With the passing of the 1971 Wild Free-Roaming Horse and Burro Act, 47 million acres of public land were assigned to support wild horses in 303 Herd Management Areas. The BLM, and in rare instances the United States Forest Service, were charged with managing the HMAs and the wild mustangs that call them home.
Since then, more than 223,000 wild horses and nearly 37,000 wild burros have been removed from the HMAs, and 102 of the HMAs have been, in BLM terms, zeroed out - emptied of wild horses and burros.

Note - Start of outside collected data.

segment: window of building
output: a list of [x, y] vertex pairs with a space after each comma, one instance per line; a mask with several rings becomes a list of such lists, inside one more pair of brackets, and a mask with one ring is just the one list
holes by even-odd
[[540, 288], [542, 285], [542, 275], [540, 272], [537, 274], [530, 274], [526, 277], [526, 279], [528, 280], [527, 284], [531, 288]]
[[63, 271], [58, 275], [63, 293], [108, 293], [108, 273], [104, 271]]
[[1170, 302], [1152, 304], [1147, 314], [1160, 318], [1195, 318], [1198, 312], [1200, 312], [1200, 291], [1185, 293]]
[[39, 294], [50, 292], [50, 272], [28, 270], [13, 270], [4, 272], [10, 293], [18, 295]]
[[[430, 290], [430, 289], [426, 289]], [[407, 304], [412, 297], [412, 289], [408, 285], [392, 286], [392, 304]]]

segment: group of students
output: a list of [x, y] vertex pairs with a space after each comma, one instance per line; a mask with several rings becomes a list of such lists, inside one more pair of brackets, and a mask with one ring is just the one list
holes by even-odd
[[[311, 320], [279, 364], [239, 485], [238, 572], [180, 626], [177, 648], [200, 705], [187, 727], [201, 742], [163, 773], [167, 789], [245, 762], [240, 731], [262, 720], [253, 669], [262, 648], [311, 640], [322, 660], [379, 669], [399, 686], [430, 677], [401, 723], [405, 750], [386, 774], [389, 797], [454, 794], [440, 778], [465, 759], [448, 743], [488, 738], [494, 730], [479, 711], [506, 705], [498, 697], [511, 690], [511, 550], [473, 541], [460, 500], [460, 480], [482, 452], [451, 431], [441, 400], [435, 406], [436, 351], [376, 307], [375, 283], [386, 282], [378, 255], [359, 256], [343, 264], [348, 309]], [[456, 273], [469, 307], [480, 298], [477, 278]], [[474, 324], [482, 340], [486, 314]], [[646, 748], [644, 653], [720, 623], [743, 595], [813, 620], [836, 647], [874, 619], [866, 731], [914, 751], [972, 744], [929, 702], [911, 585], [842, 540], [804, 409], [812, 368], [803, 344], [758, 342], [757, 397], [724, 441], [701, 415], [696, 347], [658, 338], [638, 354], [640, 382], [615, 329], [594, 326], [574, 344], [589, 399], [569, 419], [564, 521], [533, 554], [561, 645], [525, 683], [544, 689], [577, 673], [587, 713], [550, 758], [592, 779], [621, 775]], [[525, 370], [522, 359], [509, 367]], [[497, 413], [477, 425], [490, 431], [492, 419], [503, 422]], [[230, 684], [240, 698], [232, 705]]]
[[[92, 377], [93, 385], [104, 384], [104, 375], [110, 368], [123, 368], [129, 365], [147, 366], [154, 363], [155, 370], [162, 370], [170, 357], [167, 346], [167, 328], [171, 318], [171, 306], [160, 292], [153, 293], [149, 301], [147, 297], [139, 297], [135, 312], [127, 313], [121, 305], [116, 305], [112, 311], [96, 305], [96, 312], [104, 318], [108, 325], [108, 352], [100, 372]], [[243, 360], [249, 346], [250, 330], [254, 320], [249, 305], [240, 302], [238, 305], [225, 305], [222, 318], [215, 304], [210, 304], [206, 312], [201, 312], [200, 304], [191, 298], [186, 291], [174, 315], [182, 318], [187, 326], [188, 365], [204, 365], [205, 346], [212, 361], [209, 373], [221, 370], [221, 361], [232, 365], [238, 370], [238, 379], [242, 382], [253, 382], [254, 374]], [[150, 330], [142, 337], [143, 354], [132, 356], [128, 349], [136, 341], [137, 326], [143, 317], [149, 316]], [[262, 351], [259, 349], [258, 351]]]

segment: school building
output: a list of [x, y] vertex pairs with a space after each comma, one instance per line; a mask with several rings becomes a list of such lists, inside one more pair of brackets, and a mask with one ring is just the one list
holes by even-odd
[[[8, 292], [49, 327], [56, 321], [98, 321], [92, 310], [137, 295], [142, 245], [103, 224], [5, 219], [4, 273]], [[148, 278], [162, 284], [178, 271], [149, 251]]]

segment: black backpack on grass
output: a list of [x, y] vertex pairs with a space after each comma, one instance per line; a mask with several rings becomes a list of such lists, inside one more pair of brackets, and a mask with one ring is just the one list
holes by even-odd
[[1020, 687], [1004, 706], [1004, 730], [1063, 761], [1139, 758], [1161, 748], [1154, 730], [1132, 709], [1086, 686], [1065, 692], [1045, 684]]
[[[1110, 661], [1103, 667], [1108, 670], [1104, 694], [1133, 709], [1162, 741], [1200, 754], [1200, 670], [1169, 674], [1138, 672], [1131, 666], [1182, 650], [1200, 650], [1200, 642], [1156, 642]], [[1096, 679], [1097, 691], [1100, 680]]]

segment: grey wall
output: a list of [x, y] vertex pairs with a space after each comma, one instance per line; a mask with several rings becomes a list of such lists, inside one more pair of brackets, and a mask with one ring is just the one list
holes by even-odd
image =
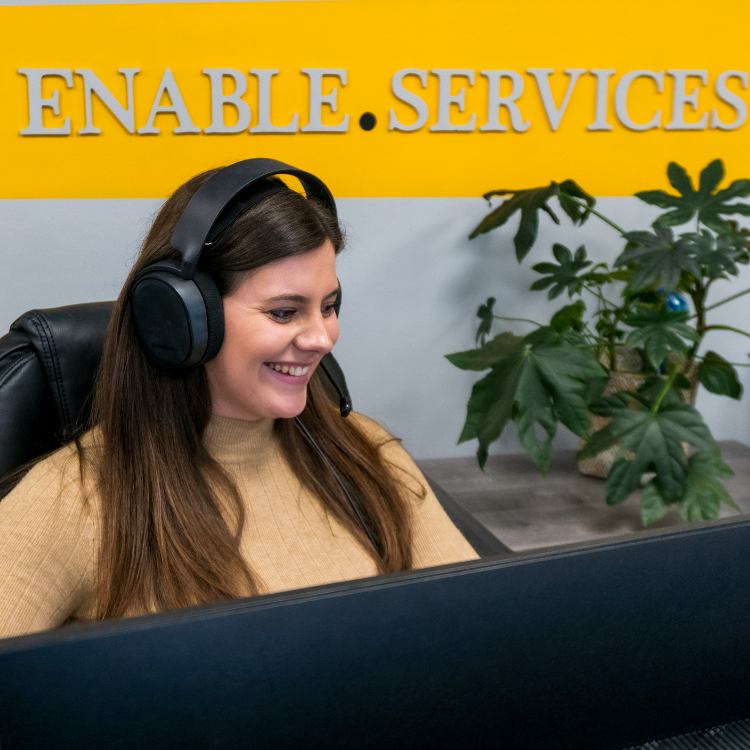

Gary McFadden, top wild horse specialist at the Burns, Oregon, BLM office, reveals that this year the agency hopes to reduce the numbers of wild horses and burros to 24,000, a sustainable number on the remaining HMAs. He hopes that with 6,000 to 10,000 animals gathered annually, and the same number of adoptions every year, the target populations will be stable and healthy.
Today, the number of wild mustangs and burros living in government holding pens exceeds the number that run free on their home range. According to recent statistics issued by the Bureau of Land Management Program Office in Reno, Nevada, there are an estimated 27,000 horses and burros living wild in Herd Management Areas in the Western states. Living in BLM captivity, awaiting adoption: an estimated 30,000. In 2006, there were just 5,172 adoptions.
Owners tell us: Nancy Kerson is a BLM Wild Horse and Burro volunteer and creator of Mustangs "4" Us! - an online gathering ground for mustang enthusiasts. "Mustangs are incredibly intelligent - not that domestic horses necessarily lack intelligence, but mustangs just have a depth, a complexity, as well as what, for lack of a better word, I will call 'wisdom' than other horses," she says. "They're more interesting to work with for that reason."
Kerson believes mustangs that have spent time on the open range in a functioning herd make especially good trail horses. "Until being captured, their everyday life was an endurance ride and a trail ride, averaging 18 or more miles per day," she points out. "They know where their feet are. And they don't want to get hurt. Their surefootedness and their ability to make sense of the movements, sights, sounds, and scents along the trail rival that of the best mules, in my experience."